Caught between the need for a continuous bike lane and the demands of drivers, Portland transportation engineers finally came up with a solution. Next month, the city will fill the gaps in the network with new shared-lane pavement markings, called "sharrows." Stencils of a bicycle with two chevron markings above it will be painted, two per block, in areas too narrow for a bike lane. The idea is to keep cyclists away from parked cars while promoting awareness of their right to use the road.

"The sharrow sends the message to cyclists, 'yes, you are welcome here,' " says Mia Birk, a principal with Alta Planning + Design in Portland and lead author of a recent study on shared-pavement markings in San Francisco.

Pioneered in Denver in the mid-1990s, sharrows are attracting the attention of transportation officials around the United States.
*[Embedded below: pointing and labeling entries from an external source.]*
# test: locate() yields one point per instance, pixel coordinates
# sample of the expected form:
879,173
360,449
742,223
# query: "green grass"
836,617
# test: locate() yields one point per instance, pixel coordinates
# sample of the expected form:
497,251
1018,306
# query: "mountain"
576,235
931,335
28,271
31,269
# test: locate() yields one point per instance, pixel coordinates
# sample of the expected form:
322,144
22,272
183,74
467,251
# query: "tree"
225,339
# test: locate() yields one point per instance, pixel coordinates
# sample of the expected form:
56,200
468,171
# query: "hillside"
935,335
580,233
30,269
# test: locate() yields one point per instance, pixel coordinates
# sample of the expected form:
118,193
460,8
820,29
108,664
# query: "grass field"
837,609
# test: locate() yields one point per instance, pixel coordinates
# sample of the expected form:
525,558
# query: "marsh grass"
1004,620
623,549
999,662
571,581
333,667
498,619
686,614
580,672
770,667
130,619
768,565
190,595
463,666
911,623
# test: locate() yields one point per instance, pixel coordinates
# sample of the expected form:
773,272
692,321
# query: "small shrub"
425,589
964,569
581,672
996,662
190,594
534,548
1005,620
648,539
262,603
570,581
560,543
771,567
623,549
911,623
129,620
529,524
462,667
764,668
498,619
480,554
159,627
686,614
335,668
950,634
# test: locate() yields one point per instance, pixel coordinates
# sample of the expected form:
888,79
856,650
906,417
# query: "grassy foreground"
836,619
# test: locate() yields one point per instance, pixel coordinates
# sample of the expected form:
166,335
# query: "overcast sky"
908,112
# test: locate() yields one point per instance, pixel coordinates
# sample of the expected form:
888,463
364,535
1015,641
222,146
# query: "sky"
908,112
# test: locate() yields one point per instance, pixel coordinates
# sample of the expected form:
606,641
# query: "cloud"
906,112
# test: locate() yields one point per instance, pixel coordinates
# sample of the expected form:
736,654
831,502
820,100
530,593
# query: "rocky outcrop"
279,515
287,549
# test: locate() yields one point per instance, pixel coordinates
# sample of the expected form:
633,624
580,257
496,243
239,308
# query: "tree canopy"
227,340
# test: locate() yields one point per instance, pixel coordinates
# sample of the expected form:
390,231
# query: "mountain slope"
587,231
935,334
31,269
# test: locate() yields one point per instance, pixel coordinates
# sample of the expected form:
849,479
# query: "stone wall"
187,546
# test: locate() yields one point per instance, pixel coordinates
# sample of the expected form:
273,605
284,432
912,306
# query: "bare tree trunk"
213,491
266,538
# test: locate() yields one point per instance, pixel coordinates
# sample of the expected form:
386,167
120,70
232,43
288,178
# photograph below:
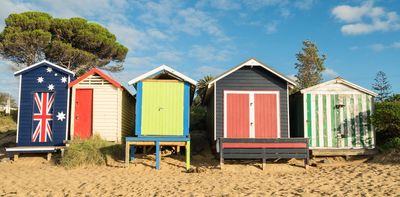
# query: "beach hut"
43,108
248,114
163,98
334,115
100,105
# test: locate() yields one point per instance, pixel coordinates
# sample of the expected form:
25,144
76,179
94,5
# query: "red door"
83,113
265,115
237,115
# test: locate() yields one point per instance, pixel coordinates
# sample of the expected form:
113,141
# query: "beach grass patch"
88,152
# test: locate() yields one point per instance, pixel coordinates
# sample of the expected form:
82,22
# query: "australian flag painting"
43,117
44,105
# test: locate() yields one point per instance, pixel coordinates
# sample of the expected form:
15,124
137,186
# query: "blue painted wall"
30,85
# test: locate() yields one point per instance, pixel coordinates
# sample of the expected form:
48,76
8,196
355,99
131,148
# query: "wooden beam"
127,154
48,156
147,143
15,156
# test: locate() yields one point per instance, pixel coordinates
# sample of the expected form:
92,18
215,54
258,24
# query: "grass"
7,124
89,152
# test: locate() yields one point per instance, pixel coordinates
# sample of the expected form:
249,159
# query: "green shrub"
392,144
86,152
7,124
386,120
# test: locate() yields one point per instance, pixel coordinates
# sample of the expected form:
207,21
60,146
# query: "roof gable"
338,80
92,72
252,62
39,64
160,69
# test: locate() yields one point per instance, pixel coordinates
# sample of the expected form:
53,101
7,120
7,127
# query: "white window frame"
252,111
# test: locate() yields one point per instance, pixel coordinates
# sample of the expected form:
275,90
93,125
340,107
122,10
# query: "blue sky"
209,36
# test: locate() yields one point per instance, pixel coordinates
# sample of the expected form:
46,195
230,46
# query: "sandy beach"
34,176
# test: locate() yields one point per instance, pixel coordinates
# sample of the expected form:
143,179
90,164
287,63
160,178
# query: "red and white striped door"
251,114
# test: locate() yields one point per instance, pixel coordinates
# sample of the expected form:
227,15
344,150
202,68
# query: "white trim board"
251,62
252,110
160,69
340,81
19,106
47,62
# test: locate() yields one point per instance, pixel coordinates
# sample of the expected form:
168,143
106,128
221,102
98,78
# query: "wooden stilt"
187,155
132,153
264,163
62,152
15,156
48,156
158,155
127,148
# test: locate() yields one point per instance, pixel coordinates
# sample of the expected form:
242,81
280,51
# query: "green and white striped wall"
335,120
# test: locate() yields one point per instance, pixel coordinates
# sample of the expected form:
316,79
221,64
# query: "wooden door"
83,113
265,115
237,115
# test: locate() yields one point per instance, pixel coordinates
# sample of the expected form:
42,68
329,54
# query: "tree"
73,43
4,99
382,86
202,88
310,65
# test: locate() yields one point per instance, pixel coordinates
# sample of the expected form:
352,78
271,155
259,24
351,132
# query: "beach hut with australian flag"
43,108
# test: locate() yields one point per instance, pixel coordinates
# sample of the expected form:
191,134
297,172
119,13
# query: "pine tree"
382,86
74,43
310,65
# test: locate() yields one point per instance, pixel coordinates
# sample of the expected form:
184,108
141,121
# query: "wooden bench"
263,148
156,141
15,151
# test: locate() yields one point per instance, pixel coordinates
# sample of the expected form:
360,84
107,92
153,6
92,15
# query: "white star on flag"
60,116
40,79
51,87
64,79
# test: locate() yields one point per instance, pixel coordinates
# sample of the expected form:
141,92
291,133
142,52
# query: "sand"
34,176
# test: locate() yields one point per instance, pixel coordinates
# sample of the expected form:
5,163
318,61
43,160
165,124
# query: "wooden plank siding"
30,85
128,114
113,109
251,79
337,117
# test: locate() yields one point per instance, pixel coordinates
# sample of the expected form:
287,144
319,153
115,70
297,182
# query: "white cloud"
377,47
353,48
328,72
272,27
220,4
292,77
304,4
365,19
207,70
209,53
396,45
285,12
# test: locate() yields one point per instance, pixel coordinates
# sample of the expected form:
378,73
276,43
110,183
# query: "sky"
207,37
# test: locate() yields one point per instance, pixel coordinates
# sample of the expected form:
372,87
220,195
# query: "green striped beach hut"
334,115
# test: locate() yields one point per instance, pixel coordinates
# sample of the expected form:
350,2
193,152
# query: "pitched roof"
341,81
39,64
163,68
251,62
92,72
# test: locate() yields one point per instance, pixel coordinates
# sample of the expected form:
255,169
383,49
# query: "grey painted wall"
250,79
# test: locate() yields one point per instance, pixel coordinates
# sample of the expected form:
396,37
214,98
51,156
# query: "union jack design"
42,115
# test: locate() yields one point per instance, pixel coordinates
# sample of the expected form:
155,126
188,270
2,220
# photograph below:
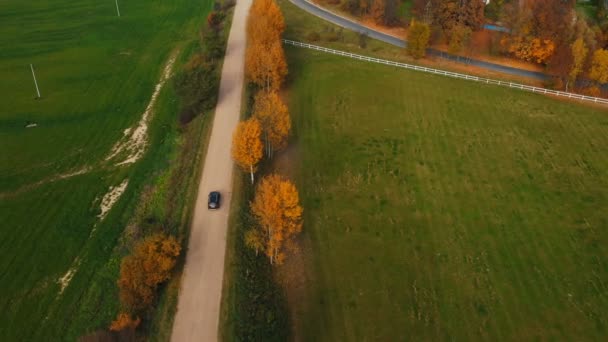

But the markings are controversial. In June, Boulder, Colo., became one of the few cities outside of California to install the shared-lane markings; that same month, sharrows were rejected by the National Committee on Uniform Traffic Devices, an organization that sets national traffic standards.

"We have a litigious society," says Ms. Birk, explaining the challenges of implementing bike-friendly street designs. "It takes a progressive traffic engineer to say 'I'm comfortable enough to take a risk.' "

Some cycling advocates say sharrows will preempt the installation of bike lanes, which often entail hard-fought battles to remove a car travel lane or on-street parking.

"Once sharrows are accepted, they will become the preferred solution," says Kevin Jackson, who sits on the Bike and Pedestrian Committee in Sunnyvale, Calif. "Not because they are better, but because they are politically expedient."

The principle behind sharrows is simple: They reinforce existing rules of the road. In most states, cyclists are required to stay as far to the right as possible, except under unsafe conditions. One of these conditions is when the travel lane is too narrow for side-by-side passage of an automobile and a bicycle.